Par une requête enregistrée le 15 novembre 2016, M. C..., représenté par Me A... demande à la cour :
1°) d'annuler ce jugement du tribunal administratif de Grenoble du 14 octobre 2016 ;
2°) d'annuler l'arrêté susmentionné pour excès de pouvoir ;
3°) de mettre à la charge de l'Etat la somme de 1 500 euros en application de l'article L. 761-1 du code de justice administrative.
Il soutient que :
- les motifs du jugement sont contestables ;
- l'article 4 du règlement (UE) n°604/2013 du 26 juin 2013 a été méconnu ; la remise de la brochure complète constitue une garantie pour le demandeur d'asile ; le préfet n'apporte pas la preuve de cette remise ;
- les dispositions de l'article L. 742-3 du code de l'entrée et du séjour des étrangers et du droit d'asile ont été méconnues ; il n'a pas été assisté d'un conseil lors de la notification de l'arrêté contesté et n'a pas bénéficié d'une traduction de ce document, alors qu'il ne maîtrise pas la langue française, ce qui a justifié son refus de signer ;
- sa situation particulière justifie l'application par la France de la clause dérogatoire ;
du
Vu les autres pièces du dossier ;
Vu :
- la Charte des droits fondamentaux de l'Union européenne ;
- le règlement (CE) nº 2725/2000 du Conseil du 11 décembre 2000 concernant la création du système " Eurodac " pour la comparaison des empreintes digitales aux fins de l'application efficace de la convention de Dublin ;
- le règlement (CE) n° 1560/2003 de la Commission du 2 septembre 2003 portant modalités d'application du règlement (CE) n° 343/2003 du Conseil établissant les critères et mécanismes de détermination de l'Etat membre responsable de l'examen d'une demande d'asile présentée dans l'un des Etats membres par un ressortissant d'un pays tiers ;
- le règlement (UE) n° 604/2013 du Parlement européen et du Conseil du 26 juin 2013 établissant les critères et mécanismes de détermination de l'Etat membre responsable de l'examen d'une demande de protection internationale introduite dans l'un des Etats membres par un ressortissant de pays tiers ou un apatride ;
- le règlement (UE) n° 118/2014 de la Commission du 30 janvier 2014 modifiant le règlement (CE) n° 1560/2003 portant modalités d'application du règlement (CE) n° 343/2003 du Conseil établissant les critères et mécanismes de détermination de l'État membre responsable de l'examen d'une demande d'asile présentée dans l'un des États membres par un ressortissant d'un pays tiers ;
- le code de l'entrée et du séjour des étrangers et du droit d'asile ;
- la loi n° 91-647 du 10 juillet 1991 relative à l'aide juridique et son décret d'application n° 91-1266 du 19 décembre 1991 ;
- le code de justice administrative ;
Le président de la formation de jugement ayant dispensé le rapporteur public, sur sa proposition, de prononcer des conclusions à l'audience ;
Les parties ayant été régulièrement averties du jour de l'audience ;
Après avoir entendu au cours de l'audience publique :
- le rapport de MmeD..., première conseillère ;
Considérant ce qui suit :
1. M. B... C..., ressortissant serbe né le 7 mars 1991, est entré irrégulièrement en France le 4 juin 2016 dépourvu de documents de voyage et de visa.
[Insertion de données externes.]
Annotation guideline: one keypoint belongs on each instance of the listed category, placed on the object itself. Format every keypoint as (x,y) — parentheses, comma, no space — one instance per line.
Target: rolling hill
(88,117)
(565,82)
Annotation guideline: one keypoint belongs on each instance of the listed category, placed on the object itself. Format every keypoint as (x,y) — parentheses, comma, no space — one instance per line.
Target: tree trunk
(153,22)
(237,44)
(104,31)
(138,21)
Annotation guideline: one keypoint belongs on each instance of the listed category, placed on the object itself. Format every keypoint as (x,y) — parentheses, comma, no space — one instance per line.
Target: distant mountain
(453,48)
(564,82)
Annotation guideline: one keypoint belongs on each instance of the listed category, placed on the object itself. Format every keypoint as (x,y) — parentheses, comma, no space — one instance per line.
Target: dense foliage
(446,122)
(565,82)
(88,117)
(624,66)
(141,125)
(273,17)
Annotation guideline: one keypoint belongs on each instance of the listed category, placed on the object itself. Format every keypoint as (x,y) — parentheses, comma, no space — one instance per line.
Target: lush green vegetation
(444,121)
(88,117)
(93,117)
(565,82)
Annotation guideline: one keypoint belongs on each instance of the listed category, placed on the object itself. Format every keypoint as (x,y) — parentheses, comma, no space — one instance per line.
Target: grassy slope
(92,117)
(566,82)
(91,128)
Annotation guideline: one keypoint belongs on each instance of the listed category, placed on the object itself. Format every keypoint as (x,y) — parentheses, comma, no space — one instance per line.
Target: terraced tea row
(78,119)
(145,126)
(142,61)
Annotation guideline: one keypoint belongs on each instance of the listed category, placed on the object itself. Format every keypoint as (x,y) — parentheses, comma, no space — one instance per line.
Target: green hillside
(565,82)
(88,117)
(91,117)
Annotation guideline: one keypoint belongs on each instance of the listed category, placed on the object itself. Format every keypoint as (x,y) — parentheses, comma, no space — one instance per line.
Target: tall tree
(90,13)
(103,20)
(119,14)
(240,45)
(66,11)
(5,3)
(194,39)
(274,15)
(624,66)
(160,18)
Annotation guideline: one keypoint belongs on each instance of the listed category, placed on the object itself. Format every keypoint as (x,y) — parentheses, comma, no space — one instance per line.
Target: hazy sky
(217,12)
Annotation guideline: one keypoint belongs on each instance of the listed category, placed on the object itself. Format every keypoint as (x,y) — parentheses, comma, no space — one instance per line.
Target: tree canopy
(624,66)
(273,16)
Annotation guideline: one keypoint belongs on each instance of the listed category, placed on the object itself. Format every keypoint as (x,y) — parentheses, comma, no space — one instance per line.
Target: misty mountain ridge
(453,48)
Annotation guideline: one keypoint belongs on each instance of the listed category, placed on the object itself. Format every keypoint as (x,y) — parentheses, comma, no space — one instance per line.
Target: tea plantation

Il a déposé une demande d'asile auprès de la préfecture de l'Isère le 8 avril 2016. Par arrêté du 13 septembre 2016, le préfet de la Haute-Savoie a ordonné sa remise aux autorités allemandes, responsables de l'examen de sa demande d'asile. Par la présente requête, M. C... relève appel du jugement du 14 octobre 2016 par lequel le tribunal administratif de Grenoble a rejeté sa demande tendant à l'annulation de cet arrêté.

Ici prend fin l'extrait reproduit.